In Awavena, nature offers the portal to that dimension. Awavena’s environmentalism comes from a completely non-vengeful place, despite the fact that the Yawanawá have survived two ruptures: European colonisation in the 1500s, accompanied by sadistic rubber-plant slavery; and the second spiritual war brought by the evangelising New Tribes Mission of Brazil, whom the Yawanawá expelled in the early 1980s. (Imagine, for a moment, the expulsion of present-day settlers from declared, autonomous, Indigenous zones in Australia. Imagine that it could happen. )

Voiced by Alice Braga, Hushahu’s narration never shies from calmly decrying the humiliation of enslavement, the shame of occupation. But the underlying feeling of Awavena is the inseparability of land and life. Like Ray Lawrence’s Bliss, and its final crane shot lifting through a rustling canopy, this is a film of the living rainforest – feel a branch stretch and bend. Feel that the world stretches beyond the visible.

The underlying feeling of Awavena is the inseparability of land and life…this is a film of the living rainforest.
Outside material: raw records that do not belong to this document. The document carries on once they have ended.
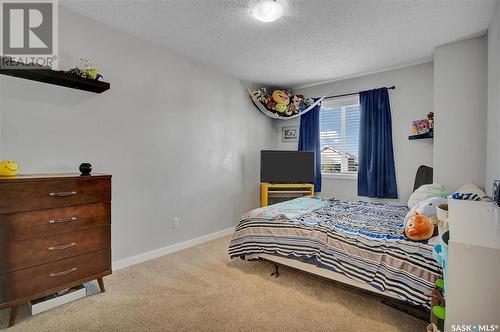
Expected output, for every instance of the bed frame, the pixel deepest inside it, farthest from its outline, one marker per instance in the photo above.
(424, 176)
(341, 280)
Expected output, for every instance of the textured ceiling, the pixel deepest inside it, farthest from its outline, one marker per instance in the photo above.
(315, 40)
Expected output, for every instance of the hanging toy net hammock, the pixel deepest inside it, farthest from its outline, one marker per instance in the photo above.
(282, 104)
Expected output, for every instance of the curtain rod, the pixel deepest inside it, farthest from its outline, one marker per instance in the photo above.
(354, 93)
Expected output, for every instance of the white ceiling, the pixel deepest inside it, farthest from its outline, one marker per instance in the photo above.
(315, 40)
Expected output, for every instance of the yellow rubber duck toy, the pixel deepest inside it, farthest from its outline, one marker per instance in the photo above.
(8, 168)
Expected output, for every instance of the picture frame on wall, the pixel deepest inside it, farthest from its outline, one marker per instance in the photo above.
(290, 134)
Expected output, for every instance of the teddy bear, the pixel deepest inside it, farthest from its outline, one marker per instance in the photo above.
(258, 95)
(282, 100)
(419, 228)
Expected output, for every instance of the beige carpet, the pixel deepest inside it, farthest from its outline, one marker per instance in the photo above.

Awavena offered me a deeply calming, therapeutic experience, not unlike a James Turrell artwork that functions at the level of pure colour and light. Through VR, Wallworth has found a shimmering space beyond fiction, beyond documentary and far beyond the phony, limiting construct of a rectangular screen. This project’s basis in contemporary art thinking, rather than a film industry background, is evident in the way that Wallworth thinks through the space surrounding the film, including the use of an air-bound hammock rather than an office swivel chair. At the film’s conclusion, I’m led to a table – on which rests a mirror, a bottle of perfume, and a guest book – and offered hot lemon-ginger tea. The woodiness of the fragrance and the warmth of the tea linger with me after I leave the theatre. In the guest book, a child (‘age: 12’) has written that they love every bit of the VR: ‘It felt like I was alone deep in the rainforest, just me and the trees.’

Awavena is playing at Carriageworks in Sydney from 16 November–9 December.